Mark’s text for this fourth Sunday after Pentecost also tells a story of seed and sower that, working together, grow into a great bush whose branches offer an abundance of gifts. The mustard seed could grow into a bush the size of a house, a great nesting place for birds who eat the seed pods that can also be ground into a powder for curries and condiments. The bushes’ leaves are also edible, eaten raw in salads or cooked as mustard greens.

Jesus’ parable reminds us that we are co-creators with God and the earth. When we respect these relationships and support one another, the kingdom of God is revealed — a place of plenty; a place where all God’s creatures can bloom, and grow and flourish.

But when we neglect these relationships and God’s blueprint of balance, all creation suffers. Martin Luther King Jr. wrote of this suffering in his “Letter from a Birmingham Jail”: “We are caught in an inescapable network of mutuality, tied in a single garment of destiny.
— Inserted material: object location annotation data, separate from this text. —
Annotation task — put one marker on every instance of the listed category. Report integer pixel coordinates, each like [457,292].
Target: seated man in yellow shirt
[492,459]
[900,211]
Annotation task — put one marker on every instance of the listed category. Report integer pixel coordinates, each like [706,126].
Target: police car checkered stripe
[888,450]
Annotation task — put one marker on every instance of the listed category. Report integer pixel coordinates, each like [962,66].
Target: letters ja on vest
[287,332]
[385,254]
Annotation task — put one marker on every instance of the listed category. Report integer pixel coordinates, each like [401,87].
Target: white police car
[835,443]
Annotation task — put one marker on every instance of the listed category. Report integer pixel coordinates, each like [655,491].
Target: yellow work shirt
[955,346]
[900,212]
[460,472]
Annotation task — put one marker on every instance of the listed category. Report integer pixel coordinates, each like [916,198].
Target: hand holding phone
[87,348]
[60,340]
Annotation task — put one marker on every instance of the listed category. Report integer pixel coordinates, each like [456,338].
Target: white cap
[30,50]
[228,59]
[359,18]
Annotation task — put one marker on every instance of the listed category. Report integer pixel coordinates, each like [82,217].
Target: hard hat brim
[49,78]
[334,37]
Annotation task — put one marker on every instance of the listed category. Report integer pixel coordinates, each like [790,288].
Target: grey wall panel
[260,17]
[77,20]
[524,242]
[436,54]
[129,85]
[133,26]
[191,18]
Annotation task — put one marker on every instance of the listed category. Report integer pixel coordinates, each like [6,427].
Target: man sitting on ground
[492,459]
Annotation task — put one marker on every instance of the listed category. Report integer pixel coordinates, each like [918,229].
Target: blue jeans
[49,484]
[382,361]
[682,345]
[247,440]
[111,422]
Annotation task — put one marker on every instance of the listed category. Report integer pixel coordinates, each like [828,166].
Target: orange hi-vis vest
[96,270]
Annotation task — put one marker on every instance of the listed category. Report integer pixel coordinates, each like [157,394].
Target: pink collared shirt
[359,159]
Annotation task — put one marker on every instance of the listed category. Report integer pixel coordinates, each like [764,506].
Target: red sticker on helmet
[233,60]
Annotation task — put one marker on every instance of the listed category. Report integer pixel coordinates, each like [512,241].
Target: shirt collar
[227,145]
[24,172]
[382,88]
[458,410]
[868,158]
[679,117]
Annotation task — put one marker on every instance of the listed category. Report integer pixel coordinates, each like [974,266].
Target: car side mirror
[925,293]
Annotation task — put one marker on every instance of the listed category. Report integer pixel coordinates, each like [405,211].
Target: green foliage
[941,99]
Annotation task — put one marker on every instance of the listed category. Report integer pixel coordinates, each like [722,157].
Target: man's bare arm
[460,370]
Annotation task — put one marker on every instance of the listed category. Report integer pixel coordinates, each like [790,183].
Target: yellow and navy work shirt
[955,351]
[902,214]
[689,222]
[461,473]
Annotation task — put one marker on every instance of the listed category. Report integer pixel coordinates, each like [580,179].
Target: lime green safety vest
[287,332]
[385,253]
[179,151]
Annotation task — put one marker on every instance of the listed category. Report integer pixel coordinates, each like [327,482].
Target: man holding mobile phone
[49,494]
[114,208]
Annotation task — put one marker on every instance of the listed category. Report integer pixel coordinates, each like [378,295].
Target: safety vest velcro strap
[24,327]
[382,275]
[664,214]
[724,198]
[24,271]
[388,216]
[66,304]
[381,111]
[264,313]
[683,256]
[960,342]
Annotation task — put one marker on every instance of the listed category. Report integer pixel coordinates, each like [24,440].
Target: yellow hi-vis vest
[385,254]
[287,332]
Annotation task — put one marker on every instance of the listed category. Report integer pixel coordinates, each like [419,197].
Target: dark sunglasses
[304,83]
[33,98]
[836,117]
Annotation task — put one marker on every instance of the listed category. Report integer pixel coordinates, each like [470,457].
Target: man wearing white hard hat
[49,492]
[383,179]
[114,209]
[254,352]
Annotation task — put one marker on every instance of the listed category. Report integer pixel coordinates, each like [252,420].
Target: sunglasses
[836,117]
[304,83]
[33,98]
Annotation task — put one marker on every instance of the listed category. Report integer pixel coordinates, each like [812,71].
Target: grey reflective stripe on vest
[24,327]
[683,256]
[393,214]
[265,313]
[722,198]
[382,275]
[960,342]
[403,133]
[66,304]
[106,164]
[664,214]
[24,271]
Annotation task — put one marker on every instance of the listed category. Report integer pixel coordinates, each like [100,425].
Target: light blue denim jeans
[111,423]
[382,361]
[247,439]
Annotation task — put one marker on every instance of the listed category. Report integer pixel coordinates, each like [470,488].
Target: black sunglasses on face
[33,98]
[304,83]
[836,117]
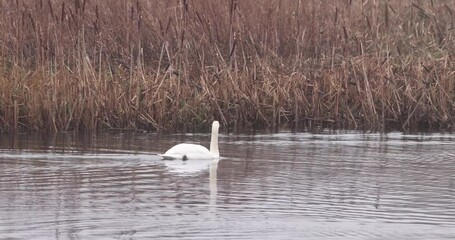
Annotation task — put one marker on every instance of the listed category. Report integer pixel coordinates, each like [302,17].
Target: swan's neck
[214,142]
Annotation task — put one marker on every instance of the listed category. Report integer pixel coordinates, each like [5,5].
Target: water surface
[266,186]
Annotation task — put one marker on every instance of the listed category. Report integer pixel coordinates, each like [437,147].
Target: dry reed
[158,65]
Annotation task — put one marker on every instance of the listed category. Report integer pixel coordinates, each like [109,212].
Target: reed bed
[167,65]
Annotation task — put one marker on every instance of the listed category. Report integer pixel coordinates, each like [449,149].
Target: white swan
[186,151]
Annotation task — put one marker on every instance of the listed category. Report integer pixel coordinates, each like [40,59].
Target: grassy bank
[160,65]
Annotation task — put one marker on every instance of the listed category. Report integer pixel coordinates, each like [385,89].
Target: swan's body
[186,151]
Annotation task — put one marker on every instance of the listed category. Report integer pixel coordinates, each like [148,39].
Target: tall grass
[158,65]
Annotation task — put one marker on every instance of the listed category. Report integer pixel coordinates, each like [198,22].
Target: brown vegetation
[156,65]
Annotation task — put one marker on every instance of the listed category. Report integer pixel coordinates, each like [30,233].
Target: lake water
[266,186]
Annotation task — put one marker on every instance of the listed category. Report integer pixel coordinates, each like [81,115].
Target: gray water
[266,186]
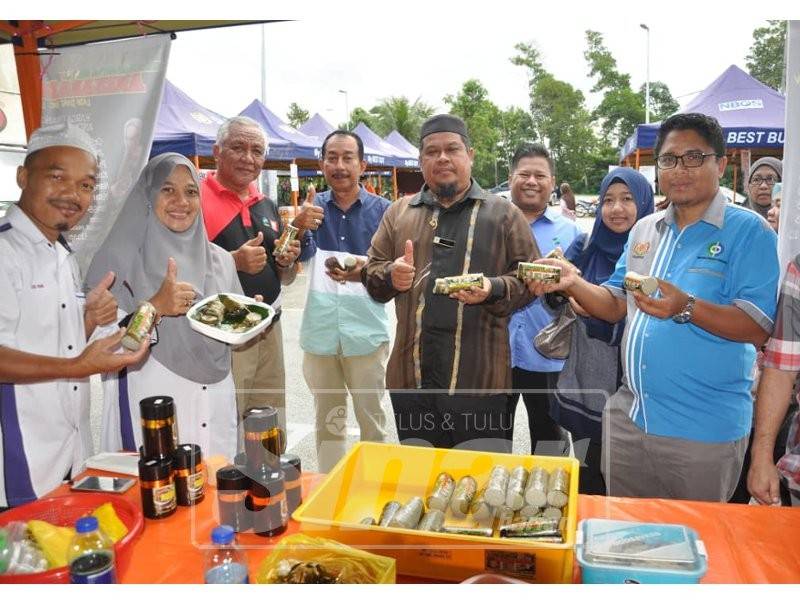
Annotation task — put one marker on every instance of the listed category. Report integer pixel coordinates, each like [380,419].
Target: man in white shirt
[45,319]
Whatever affects one directly, affects all indirectly. Injustice anywhere is a threat to justice everywhere.”

Our interdependence is a universal truth reflected in many religions and cultures: Buddhism’s “interbeing,” Africa’s ubuntu (I am because you are), Jewish echad, (oneness of all beings) and the Navajo’s hózhó (the interdependence of everything in the physical and spiritual realm) name a few.
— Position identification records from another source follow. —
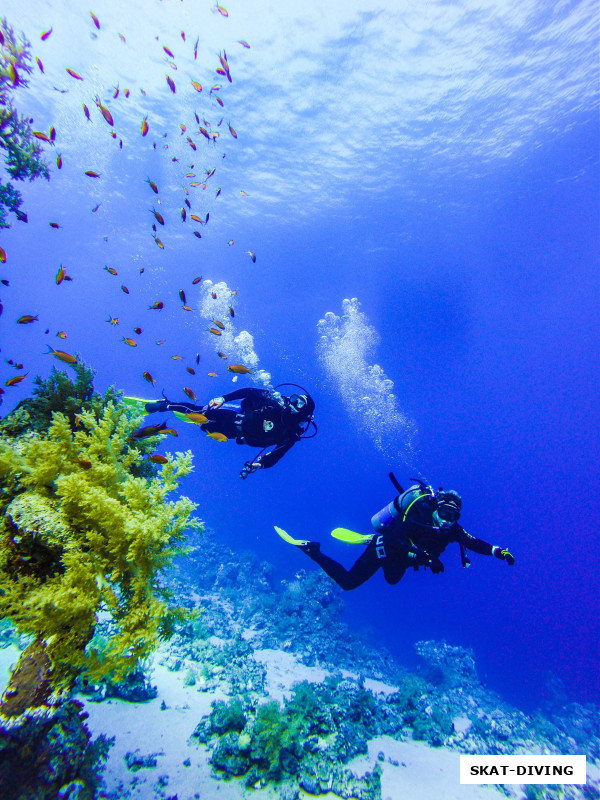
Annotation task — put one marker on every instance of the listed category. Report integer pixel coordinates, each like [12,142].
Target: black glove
[435,565]
[504,555]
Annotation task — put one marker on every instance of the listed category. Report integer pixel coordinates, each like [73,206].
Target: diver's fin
[351,537]
[138,403]
[287,538]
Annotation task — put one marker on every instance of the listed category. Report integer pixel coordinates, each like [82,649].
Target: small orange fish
[196,417]
[17,379]
[105,112]
[61,355]
[239,369]
[158,459]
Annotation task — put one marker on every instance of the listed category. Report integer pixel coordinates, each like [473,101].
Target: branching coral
[84,538]
[23,152]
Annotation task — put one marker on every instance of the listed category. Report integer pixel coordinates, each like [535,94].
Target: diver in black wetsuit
[256,417]
[413,530]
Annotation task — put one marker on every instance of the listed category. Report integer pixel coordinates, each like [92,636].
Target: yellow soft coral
[83,538]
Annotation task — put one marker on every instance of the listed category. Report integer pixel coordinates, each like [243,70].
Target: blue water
[438,165]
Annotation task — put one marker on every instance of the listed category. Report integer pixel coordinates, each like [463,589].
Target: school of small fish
[208,135]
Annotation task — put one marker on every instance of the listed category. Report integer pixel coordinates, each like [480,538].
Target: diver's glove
[503,554]
[435,565]
[157,405]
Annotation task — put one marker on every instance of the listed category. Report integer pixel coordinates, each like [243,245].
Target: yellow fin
[287,538]
[351,537]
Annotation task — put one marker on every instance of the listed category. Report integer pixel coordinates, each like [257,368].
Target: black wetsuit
[257,417]
[409,541]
God patterns our lives with this reciprocity, this mutuality. Yet, we buck and oppose God’s ordering. We compete for resources and hoard what we have. We double down on our certainties and fail to investigate the wisdom of others. We divide ourselves into us vs. them, and place the natural world beneath us, as our submissive subject rather than our equitable partner. The seeds we sow determine our future reality. If we sow seeds of division, of subjugation, of opposition, we will harvest poverty, hatred and violence. But if we sow seeds of justice, equity and peace, we will harvest a world where all can flourish.

Jesus taught in parables to help us recognize the truth of who we are and who we could become. Emily Dickinson famously wrote “Tell the truth but tell it slant” because “the Truth must dazzle gradually.” Jesus follows this model. In Mark 4:26-34, the truth is revealed in a parable about a tenacious seed, scattered by a gardener, that grows to offer abundance. This process is a mystery to the gardener, but not to Jesus — the One who teaches us that walking in the path of love, respect and harmony leads to a world where no one goes unfed.

Questions for reflection

  1. What thoughts, ideas, images or feelings arose as you read this passage?
  2. What examples of our interdependence can you share? Interdependence with other people? Interdependence with nature?
  3. What can you or your church do to be a co-creator of the Kingdom of God, building a world where no one goes unfed?